Of course, the number of leaves for a tree of $h$ levels is at most $2^h$, obtained by adding all possible branches so that every leaf is on level $h$. To see this, consider the overlayed images of a red and gray tree below. Both have the same number of levels, but the gray tree has a maximum number of leaves for that many levels. Looking at this gray tree, note that there is $2^0=1$ circle on level $0$, $2^1=2$ circles on level $1$, $2^2=4$ circles on level $2$, $2^3=8$ on level $3$, and finally $2^4=16$ leaves on level $4$.

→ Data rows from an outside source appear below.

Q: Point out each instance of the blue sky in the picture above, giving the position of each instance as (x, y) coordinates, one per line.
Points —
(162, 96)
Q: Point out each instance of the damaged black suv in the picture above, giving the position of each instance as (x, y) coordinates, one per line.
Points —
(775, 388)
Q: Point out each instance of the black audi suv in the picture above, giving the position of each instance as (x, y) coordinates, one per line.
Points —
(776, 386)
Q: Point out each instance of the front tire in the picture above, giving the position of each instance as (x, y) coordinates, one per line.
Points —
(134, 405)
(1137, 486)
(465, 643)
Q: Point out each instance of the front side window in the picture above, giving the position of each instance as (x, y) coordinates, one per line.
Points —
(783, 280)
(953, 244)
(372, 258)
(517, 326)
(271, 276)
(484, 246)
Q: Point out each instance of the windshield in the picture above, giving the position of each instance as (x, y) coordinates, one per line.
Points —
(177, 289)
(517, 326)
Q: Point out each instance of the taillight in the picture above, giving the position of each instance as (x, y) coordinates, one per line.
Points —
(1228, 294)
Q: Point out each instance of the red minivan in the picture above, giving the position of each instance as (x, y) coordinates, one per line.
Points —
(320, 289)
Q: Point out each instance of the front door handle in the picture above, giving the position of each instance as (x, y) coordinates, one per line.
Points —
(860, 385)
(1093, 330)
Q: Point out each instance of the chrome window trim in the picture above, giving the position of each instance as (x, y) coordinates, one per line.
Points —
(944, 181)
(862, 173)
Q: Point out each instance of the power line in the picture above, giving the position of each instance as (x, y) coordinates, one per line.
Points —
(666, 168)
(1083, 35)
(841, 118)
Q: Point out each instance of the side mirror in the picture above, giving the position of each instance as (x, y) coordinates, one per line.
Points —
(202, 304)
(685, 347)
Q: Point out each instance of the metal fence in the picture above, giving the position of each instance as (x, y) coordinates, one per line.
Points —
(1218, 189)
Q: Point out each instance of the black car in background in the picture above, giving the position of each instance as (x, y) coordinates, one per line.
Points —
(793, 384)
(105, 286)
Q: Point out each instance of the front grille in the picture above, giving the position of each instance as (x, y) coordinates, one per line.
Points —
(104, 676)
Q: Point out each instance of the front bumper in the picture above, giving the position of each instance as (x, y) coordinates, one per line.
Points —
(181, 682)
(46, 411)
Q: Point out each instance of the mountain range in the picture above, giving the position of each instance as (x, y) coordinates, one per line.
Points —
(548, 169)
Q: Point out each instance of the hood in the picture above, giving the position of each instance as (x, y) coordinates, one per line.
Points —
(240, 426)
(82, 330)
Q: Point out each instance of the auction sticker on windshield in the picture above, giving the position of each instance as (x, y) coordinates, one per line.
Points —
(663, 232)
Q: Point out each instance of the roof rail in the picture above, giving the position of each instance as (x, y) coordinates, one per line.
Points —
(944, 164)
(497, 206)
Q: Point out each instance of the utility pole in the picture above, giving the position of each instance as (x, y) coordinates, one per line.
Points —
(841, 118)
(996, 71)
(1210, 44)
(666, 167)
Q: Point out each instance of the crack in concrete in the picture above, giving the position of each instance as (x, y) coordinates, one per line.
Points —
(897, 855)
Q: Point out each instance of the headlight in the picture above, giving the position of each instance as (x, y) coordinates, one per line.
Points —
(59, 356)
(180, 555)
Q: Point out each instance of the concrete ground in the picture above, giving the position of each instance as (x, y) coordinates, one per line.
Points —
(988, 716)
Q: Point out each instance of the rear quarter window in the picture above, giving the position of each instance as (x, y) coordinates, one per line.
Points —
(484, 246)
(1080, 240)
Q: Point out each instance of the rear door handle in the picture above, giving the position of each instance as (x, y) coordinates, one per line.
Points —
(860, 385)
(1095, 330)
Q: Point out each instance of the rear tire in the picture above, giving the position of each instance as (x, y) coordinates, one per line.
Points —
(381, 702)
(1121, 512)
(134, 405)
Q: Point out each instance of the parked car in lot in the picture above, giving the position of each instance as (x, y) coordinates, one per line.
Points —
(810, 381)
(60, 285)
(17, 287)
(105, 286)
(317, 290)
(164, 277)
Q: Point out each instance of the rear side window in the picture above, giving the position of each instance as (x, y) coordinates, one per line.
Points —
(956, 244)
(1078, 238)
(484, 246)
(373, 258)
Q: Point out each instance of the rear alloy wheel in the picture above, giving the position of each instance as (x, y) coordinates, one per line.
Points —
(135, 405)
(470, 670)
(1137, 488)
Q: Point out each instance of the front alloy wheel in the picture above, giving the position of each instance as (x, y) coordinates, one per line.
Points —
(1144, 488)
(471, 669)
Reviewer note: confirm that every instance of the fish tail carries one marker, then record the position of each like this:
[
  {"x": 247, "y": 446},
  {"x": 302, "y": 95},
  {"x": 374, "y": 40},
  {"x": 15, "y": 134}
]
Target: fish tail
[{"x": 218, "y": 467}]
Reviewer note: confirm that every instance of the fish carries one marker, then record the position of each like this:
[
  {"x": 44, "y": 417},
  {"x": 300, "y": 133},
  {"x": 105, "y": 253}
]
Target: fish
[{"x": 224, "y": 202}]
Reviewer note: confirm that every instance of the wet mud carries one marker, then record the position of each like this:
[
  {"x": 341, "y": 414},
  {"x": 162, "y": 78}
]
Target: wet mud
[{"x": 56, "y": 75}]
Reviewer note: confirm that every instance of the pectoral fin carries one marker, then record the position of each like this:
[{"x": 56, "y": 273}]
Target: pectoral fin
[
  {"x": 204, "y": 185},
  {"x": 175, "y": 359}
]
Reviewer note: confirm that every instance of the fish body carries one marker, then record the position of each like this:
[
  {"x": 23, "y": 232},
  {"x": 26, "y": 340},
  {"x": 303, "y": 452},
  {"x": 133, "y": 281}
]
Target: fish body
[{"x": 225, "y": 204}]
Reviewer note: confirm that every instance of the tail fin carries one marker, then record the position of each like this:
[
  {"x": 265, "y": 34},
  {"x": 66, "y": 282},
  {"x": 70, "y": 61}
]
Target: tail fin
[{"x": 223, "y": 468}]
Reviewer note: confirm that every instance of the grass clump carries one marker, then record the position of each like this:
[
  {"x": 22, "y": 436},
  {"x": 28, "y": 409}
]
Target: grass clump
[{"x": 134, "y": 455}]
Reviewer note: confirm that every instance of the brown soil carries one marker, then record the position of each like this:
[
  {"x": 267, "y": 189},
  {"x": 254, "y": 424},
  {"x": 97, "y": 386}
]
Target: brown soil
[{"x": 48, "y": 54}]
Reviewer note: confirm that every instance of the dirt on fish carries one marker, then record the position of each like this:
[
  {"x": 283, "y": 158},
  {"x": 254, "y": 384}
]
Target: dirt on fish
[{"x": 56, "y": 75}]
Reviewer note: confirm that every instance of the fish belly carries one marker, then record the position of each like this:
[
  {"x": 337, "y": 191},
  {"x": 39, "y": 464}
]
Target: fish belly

As such, $$n! \le \textrm{number of leaves} \le 2^h$$ Taking $\log_2$ of both sides gives us $$\log_2 (n!) \le h$$ Consequently, no comparison-based sorting algorithm can guarantee to sort $n$ items with less than $\log_2 (n!)$ comparisons!

We have established the desired lower bound, but it will be useful to go one more step and apply Stirling's Approximation, which tells us $\log_2 n! \sim n \log_2 n$. (We won't prove Stirling's result, as the above argument gives us plenty to digest already -- but the curious reader can find a proof here, if desired.)

Knowing the number of comparisons required by any comparison-based sorting algorithm is $\Omega(n \log_2 n)$ allows us to better see how the comparison cost functions for the sorting algorithms already discussed stack up against this ideal.